6:2 安息日になったので、イエスは会堂で教え始められた。多くの人々はそれを聞いて、驚いて言った。「この人は、このようなことをどこから得たのだろう。この人が授かった知恵と、その手で行われるこのような奇跡はいったい何か。
6:3 この人は、大工ではないか。マリアの息子で、ヤコブ、ヨセ、ユダ、シモンの兄弟ではないか。姉妹たちは、ここで我々と一緒に住んでいるではないか。」このように、人々はイエスにつまずいた。
6:4 イエスは、「預言者が敬われないのは、自分の故郷、親戚や家族の間だけである」と言われた。
6:5 そこでは、ごくわずかの病人に手を置いていやされただけで、そのほかは何も奇跡を行うことがおできにならなかった。
6:6 そして、人々の不信仰に驚かれた日本聖書協会『聖書 新共同訳』
マルコによる福音書 6章1節~6a節
<説教要約>
聖書個所はマルコ福音書6章1節から6節前半までです。
新共同訳聖書の小見出しによれば「ナザレで受け入れられない」とあります。
イエス様がお生まれになったのはユダヤのベツレヘムですが、お育ちになったのはガリラヤのナザレです。ですから、ここでは「故郷にお帰りになった」と記されているのです。
ですが、この時ナザレに行ったのはイエス様お一人ではありません。弟子たちも一緒でした。
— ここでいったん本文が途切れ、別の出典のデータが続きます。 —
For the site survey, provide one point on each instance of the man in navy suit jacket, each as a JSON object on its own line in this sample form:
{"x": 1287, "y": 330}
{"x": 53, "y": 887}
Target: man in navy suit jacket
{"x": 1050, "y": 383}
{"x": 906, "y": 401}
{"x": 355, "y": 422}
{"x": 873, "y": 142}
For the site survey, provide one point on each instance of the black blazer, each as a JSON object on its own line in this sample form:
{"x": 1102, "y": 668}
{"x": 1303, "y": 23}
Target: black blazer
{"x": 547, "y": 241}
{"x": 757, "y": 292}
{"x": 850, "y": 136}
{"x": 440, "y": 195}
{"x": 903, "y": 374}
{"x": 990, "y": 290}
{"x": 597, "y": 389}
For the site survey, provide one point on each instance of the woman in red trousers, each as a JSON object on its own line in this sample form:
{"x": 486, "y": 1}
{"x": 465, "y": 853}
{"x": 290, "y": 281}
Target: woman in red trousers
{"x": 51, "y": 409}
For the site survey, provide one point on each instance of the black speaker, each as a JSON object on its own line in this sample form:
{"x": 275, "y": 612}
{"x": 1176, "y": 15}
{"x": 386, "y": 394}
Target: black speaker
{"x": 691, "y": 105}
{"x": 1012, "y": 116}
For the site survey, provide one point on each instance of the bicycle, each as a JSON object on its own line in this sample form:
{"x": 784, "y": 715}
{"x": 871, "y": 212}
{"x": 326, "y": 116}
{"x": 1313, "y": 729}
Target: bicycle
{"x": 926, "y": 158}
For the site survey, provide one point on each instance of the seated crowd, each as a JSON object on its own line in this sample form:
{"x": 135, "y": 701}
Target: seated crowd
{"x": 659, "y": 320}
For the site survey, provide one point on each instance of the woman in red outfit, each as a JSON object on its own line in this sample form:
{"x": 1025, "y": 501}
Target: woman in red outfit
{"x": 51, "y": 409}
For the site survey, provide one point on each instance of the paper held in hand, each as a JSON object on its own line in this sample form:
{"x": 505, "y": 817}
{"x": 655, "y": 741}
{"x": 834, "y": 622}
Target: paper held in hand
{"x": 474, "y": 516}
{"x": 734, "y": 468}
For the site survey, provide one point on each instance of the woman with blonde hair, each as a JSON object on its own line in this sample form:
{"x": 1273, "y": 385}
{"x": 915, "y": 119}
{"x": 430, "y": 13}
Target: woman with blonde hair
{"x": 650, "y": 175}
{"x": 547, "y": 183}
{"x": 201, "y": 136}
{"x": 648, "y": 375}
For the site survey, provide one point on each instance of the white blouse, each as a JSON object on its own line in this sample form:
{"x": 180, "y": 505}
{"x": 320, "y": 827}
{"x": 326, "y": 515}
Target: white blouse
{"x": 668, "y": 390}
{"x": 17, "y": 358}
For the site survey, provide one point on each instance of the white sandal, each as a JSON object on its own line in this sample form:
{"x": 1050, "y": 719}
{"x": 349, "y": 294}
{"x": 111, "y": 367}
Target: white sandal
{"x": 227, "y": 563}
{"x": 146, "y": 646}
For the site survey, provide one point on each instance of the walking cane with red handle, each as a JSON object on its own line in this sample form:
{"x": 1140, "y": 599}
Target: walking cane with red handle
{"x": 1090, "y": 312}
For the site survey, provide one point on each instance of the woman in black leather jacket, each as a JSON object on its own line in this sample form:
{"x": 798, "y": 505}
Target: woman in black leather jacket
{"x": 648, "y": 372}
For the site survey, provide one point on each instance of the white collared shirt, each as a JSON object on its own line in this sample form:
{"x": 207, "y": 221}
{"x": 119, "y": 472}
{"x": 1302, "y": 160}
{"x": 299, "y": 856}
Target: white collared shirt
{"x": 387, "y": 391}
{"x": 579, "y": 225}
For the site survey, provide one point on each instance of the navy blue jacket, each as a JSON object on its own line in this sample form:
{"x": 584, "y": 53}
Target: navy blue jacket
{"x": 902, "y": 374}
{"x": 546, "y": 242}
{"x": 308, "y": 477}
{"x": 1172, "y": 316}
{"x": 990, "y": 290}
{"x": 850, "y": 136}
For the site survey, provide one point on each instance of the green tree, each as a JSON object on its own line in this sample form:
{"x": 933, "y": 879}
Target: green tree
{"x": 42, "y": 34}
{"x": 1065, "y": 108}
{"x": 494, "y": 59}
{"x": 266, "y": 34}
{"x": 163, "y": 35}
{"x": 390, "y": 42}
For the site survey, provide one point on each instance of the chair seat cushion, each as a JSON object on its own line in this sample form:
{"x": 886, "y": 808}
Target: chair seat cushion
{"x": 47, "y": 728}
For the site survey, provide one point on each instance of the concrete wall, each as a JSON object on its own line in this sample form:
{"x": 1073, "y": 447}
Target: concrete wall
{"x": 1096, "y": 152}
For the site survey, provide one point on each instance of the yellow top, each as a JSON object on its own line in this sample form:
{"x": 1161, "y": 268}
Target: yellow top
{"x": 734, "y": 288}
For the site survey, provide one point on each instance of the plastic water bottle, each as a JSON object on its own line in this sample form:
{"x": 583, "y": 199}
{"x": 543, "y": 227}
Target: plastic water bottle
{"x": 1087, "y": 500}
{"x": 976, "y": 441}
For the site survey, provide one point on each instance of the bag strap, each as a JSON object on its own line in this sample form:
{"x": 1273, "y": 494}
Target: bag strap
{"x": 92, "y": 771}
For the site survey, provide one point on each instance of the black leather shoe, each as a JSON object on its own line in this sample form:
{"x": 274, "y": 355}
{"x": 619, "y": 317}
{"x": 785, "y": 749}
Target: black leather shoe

ナザレには、イエス様がお育ちになった家があり、母マリアと弟や妹たちもいました。父ヨセフは大工でしたが、この時にはもうなくなっていたようです。大工と言ってもパレスチナでは石を積み上げて家を作りますから、石工という方が正しいでしょう。石工は、石を担いだり削ったりしますから重労働です。また肺の病気になるリスクが高い職業でもあります。イエス様はヨセフ家の長男として、30歳近くまで、父の仕事を手伝いながら家族を支えて過ごされたのでしょう。故郷の人たちはそれを知っていたのです。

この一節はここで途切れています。